Your inference to "better shader support" just isn't clear to me, what do you mean and how do you see supporting shaders better solves what I understand is a CPU bound data generation and transfer bottleneck?

Please explain!

Also anyone have a reasonable count on how many new titles are CPU vs GPU bound at high resolution? I'd like to know if you plotted the top 20 titles each year for the last 3 years for CPU vs GPU bound at high what the trend line would look like!
 
g__day said:
Your inference to "better shader support" just isn't clear to me, what do you mean and how do you see supporting shaders better solves what I understand is a CPU bound data generation and transfer bottleneck?
Dedicating more the processing power to shaders which tend to run in a far more serial process rather then parrel. If you build it they will come so developers will use more power and we will stop ramping up the screen resolution which is a parrel operation.
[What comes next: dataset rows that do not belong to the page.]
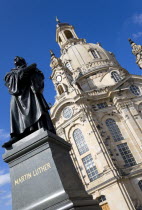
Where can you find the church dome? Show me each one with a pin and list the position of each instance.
(85, 56)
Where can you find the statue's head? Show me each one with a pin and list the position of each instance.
(19, 62)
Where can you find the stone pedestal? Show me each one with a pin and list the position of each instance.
(43, 175)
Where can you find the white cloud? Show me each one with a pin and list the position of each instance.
(3, 134)
(137, 18)
(137, 35)
(7, 196)
(4, 179)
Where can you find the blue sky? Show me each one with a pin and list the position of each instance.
(28, 30)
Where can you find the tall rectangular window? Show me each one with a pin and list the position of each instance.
(90, 167)
(80, 141)
(95, 53)
(126, 155)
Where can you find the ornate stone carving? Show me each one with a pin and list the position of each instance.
(137, 51)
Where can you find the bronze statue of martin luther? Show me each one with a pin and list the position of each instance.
(28, 108)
As such we moved close to a tradational serial process which of course is bound by the clock speed and IPC ratio which means more pipelines doesn't help.
 
g__day wrote:

Say we ask my question another way; if GPUs get faster according to Moore's law cubed, whilst CPUs follow Moore's law, surely GPUs will become increasingly CPU bound unless something radical comes along to change the 3d pipeline paradigm, - so what might that something be?

This is not an aswer but rather my POV on this.
First we "have" the AMD64 X2 that atleast in theory is twice as fast or could be in games but the software is not here yet.
The second is again software and shaderheavy titles that has to come to set the GPU at work.
So while the new titles come out we get a "balanced" scenario and meanwhile the DC cpus gets cheaper/faster and will have built up the marketshare of DC vs SC.

I guess/hope that the new consoles as based on this formula will help kickstart that transition with software.